Tuesday, March 13, 2018

Noor I, II, and III (Image)

2018 marks a historically significant milestone for a solar technology that runs day or night.

The 510 MW Noor complex aerial view shows Noor III (tower CSP) at left, next to Noor I and II (trough CSP)(Credit: ©SENER) Click to Enlarge.
At 150 MW, Noor III will be only the second-ever utility-scale (over 100 MW) CSP tower in the world to store solar energy for night in molten salts, after the 110 MW Crescent Dunes tower project in Nevada.  (The 377 MW Ivanpah solar thermal energy plant, in California, although also at utility-scale, is a kind of tower CSP that can not store energy, as it directly heats water for steam in its receiver.  Unlike molten salts, steam has proven to be poor at storing heat.)

Crescent Dunes followed a much smaller experimental DOE-funded tower pilot, the 10 MW Solar One/Solar Two, which was tested during the 90s and dismantled in 2009.  SENER's Noor III is also much larger than its Gemasolar plant near Seville, the first ever commercial tower CSP with molten salts storage, that has operated successfully round the clock since 2011, but is just 20 MW.

This relative "youth" of tower CSP technology, and especially tower with molten salts energy storage, compared to trough, (How trough CSP differs from tower) gives it great potential for cost reduction, according to SENER.

"Tower has not been deployed as much as parabolic trough," the Performance Guarantee Manager at SENER, Sergio Relloso told SolarPACES in a Skype call.

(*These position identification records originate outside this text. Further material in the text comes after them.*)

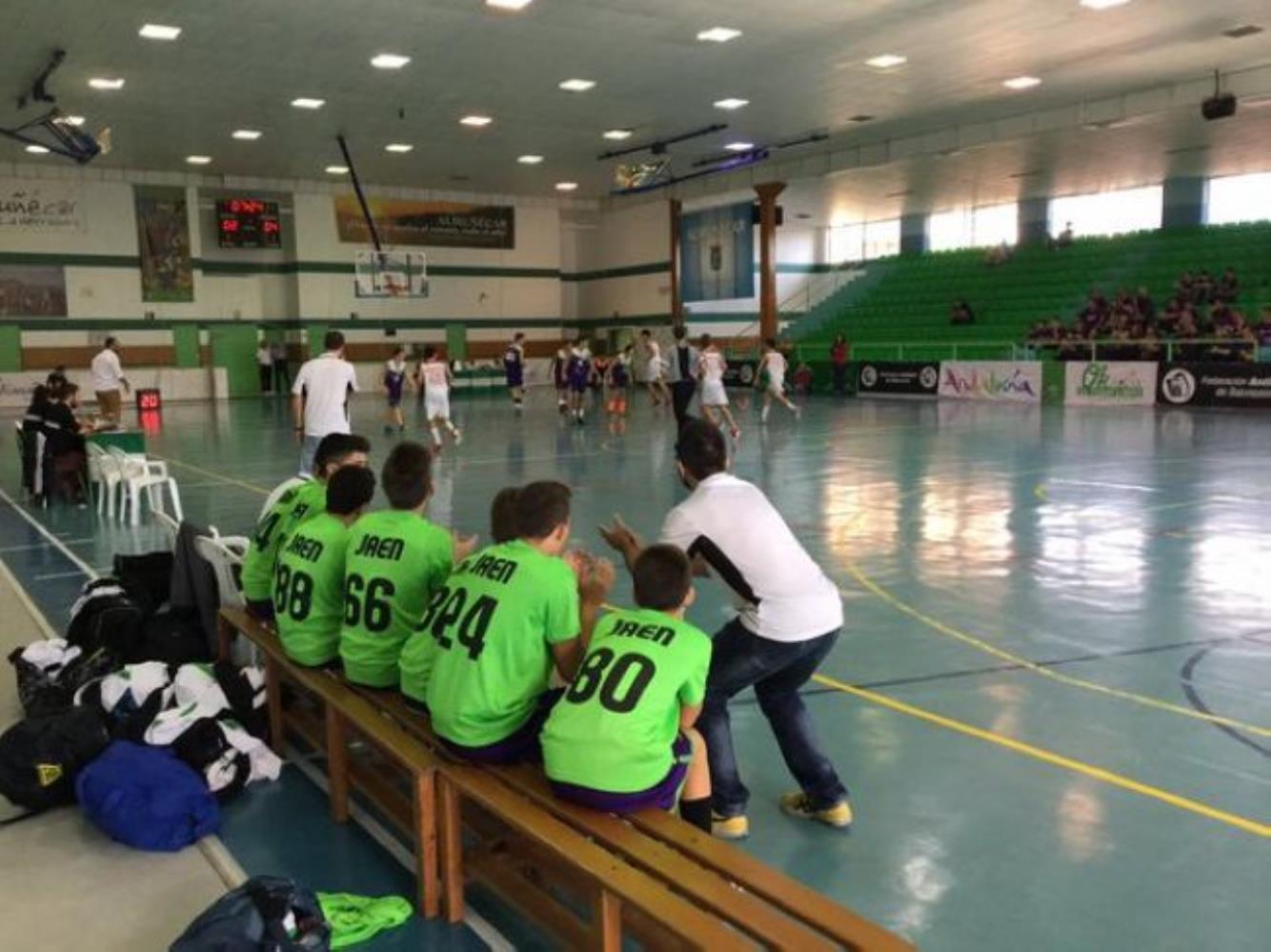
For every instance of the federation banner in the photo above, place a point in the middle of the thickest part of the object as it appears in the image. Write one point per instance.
(717, 253)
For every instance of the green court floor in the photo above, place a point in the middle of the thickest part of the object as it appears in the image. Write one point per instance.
(1050, 700)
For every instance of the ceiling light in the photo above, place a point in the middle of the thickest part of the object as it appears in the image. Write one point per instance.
(718, 34)
(886, 61)
(389, 61)
(155, 30)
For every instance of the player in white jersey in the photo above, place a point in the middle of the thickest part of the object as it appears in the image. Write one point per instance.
(715, 396)
(436, 395)
(773, 364)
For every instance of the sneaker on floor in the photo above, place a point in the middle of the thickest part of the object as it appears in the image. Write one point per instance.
(799, 804)
(730, 827)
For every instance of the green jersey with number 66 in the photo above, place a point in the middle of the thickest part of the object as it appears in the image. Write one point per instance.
(394, 562)
(309, 590)
(494, 623)
(614, 728)
(293, 506)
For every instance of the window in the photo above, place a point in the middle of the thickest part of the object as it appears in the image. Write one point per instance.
(1107, 213)
(974, 228)
(1238, 198)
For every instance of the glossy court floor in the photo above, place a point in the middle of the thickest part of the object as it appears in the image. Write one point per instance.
(1051, 697)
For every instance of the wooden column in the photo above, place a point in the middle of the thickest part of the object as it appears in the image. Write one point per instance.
(768, 192)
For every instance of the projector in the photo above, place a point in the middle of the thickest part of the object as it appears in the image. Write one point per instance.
(1218, 107)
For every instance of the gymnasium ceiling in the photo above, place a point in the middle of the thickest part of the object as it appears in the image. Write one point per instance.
(1116, 105)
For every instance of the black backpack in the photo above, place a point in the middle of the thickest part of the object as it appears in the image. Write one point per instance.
(41, 757)
(265, 914)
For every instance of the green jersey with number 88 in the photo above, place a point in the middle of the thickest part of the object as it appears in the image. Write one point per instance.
(309, 590)
(494, 623)
(614, 728)
(394, 562)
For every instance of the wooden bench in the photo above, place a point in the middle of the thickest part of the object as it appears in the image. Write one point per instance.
(651, 875)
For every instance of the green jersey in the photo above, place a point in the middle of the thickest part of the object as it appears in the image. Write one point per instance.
(614, 728)
(494, 623)
(309, 590)
(395, 559)
(297, 503)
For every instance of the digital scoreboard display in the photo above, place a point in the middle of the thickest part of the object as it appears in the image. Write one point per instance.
(248, 223)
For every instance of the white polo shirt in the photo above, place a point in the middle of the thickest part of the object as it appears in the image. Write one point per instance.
(326, 381)
(779, 591)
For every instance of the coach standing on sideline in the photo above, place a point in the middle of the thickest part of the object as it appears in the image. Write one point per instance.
(788, 619)
(107, 375)
(319, 398)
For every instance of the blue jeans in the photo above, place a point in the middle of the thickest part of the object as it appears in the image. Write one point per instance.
(777, 670)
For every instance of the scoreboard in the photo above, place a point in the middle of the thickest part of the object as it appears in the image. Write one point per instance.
(248, 223)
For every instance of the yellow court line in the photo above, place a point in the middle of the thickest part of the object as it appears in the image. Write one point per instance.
(1047, 757)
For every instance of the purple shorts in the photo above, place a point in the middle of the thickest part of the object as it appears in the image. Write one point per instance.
(661, 796)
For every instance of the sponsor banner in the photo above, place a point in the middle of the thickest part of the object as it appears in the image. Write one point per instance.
(1110, 383)
(1004, 381)
(914, 377)
(1215, 385)
(418, 223)
(40, 206)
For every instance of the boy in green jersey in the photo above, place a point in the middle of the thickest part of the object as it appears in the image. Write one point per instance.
(309, 581)
(300, 498)
(505, 619)
(621, 739)
(394, 560)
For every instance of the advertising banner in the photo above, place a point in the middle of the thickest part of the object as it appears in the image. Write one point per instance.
(1005, 381)
(912, 377)
(418, 223)
(1110, 384)
(1215, 385)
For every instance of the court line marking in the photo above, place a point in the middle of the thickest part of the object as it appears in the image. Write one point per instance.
(1080, 766)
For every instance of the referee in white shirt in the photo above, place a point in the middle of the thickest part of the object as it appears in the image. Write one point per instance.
(788, 619)
(319, 398)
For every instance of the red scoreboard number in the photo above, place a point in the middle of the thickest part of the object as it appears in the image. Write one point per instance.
(248, 223)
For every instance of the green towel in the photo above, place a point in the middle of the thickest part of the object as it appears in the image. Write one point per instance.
(358, 918)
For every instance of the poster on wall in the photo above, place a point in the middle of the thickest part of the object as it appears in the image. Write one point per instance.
(40, 206)
(32, 292)
(717, 253)
(418, 223)
(163, 242)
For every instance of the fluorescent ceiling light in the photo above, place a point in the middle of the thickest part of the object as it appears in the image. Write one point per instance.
(886, 61)
(389, 61)
(718, 34)
(1022, 83)
(155, 30)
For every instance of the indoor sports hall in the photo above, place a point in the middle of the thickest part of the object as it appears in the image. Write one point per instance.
(986, 292)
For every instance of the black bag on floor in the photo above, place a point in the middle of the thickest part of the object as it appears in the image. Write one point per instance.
(265, 914)
(41, 757)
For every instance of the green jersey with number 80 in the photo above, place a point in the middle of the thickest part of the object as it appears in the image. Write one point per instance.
(309, 590)
(394, 562)
(614, 728)
(494, 621)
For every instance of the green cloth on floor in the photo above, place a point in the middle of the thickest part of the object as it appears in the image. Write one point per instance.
(360, 918)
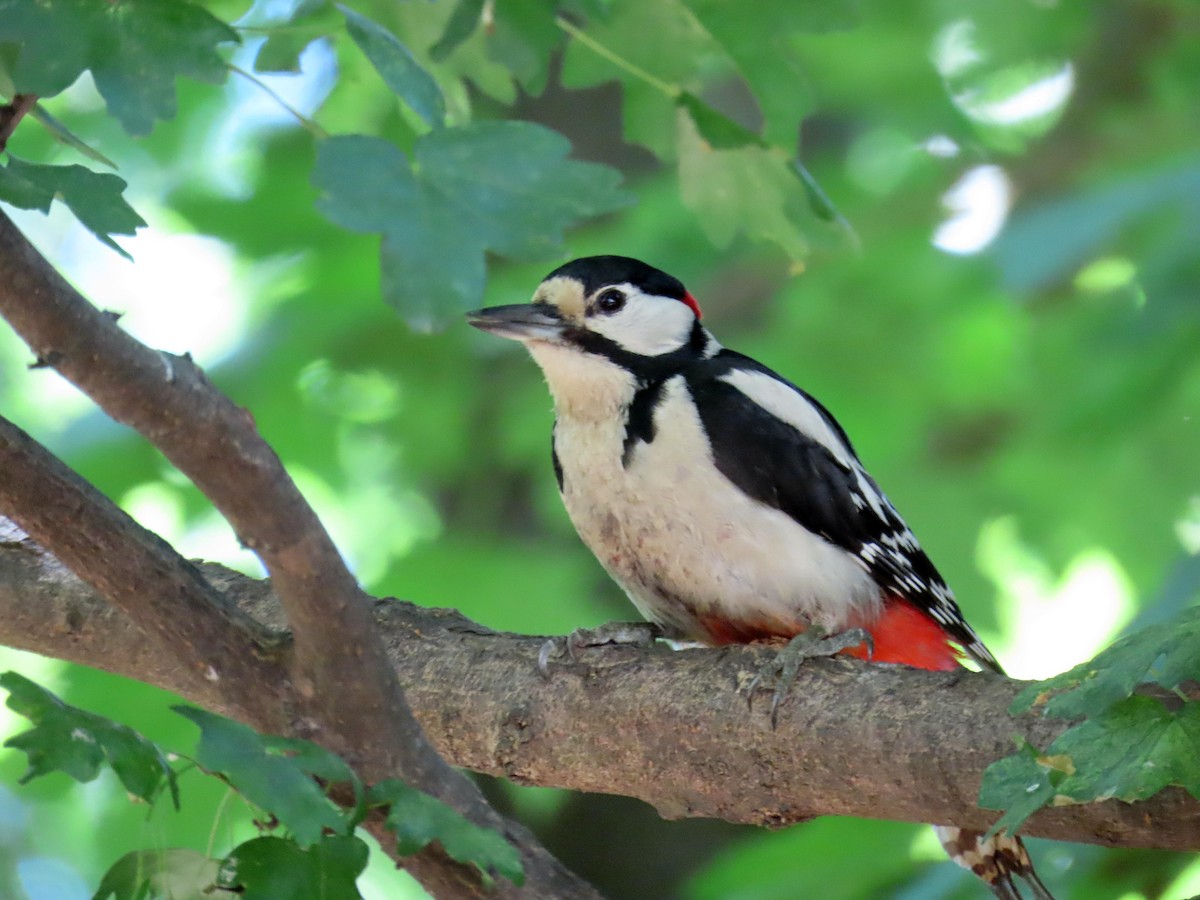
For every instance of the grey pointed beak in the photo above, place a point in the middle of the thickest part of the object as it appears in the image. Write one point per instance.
(520, 322)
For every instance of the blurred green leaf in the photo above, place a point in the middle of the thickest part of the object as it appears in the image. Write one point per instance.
(133, 48)
(276, 869)
(153, 874)
(742, 191)
(397, 67)
(717, 129)
(1129, 751)
(505, 187)
(663, 41)
(1020, 785)
(1049, 240)
(78, 743)
(65, 136)
(1132, 751)
(275, 774)
(1165, 654)
(95, 197)
(765, 57)
(418, 819)
(287, 39)
(462, 22)
(522, 39)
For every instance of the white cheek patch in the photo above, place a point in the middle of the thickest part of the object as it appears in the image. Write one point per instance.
(647, 325)
(784, 402)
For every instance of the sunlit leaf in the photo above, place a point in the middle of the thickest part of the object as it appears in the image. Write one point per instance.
(397, 67)
(1165, 654)
(1128, 753)
(277, 869)
(462, 22)
(504, 187)
(742, 191)
(78, 743)
(309, 21)
(95, 197)
(151, 874)
(418, 819)
(133, 48)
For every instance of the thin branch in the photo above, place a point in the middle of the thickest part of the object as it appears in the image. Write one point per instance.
(139, 573)
(12, 113)
(345, 694)
(666, 727)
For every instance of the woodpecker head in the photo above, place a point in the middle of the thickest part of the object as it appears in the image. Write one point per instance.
(615, 311)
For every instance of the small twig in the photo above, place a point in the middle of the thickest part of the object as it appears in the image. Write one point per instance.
(672, 90)
(305, 121)
(12, 113)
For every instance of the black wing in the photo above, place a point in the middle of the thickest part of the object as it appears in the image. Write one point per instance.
(819, 481)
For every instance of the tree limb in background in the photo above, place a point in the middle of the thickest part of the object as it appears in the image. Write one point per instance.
(343, 693)
(670, 729)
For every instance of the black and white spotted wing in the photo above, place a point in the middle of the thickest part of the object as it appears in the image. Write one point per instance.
(787, 451)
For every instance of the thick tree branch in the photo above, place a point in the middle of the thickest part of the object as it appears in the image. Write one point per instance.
(215, 443)
(667, 727)
(341, 693)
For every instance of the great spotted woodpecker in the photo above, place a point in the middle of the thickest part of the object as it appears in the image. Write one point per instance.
(727, 503)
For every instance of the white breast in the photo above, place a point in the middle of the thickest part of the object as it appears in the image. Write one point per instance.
(681, 539)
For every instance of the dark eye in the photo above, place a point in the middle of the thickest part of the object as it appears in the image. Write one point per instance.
(610, 300)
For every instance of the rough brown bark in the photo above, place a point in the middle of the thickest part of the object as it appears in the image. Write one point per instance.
(340, 693)
(667, 727)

"We have about 5 GW of CSP technology deployed in the world today, but approximately 4.5 GW of it is parabolic trough, so trough comprises 90% of the CSP that's deployed."

Noor III, at 150 MW, the world's second utility-scale Concentrated Solar Power (CSP) tower with molten salt storage, will deliver power to Morocco's electricity grid by October, if not sooner.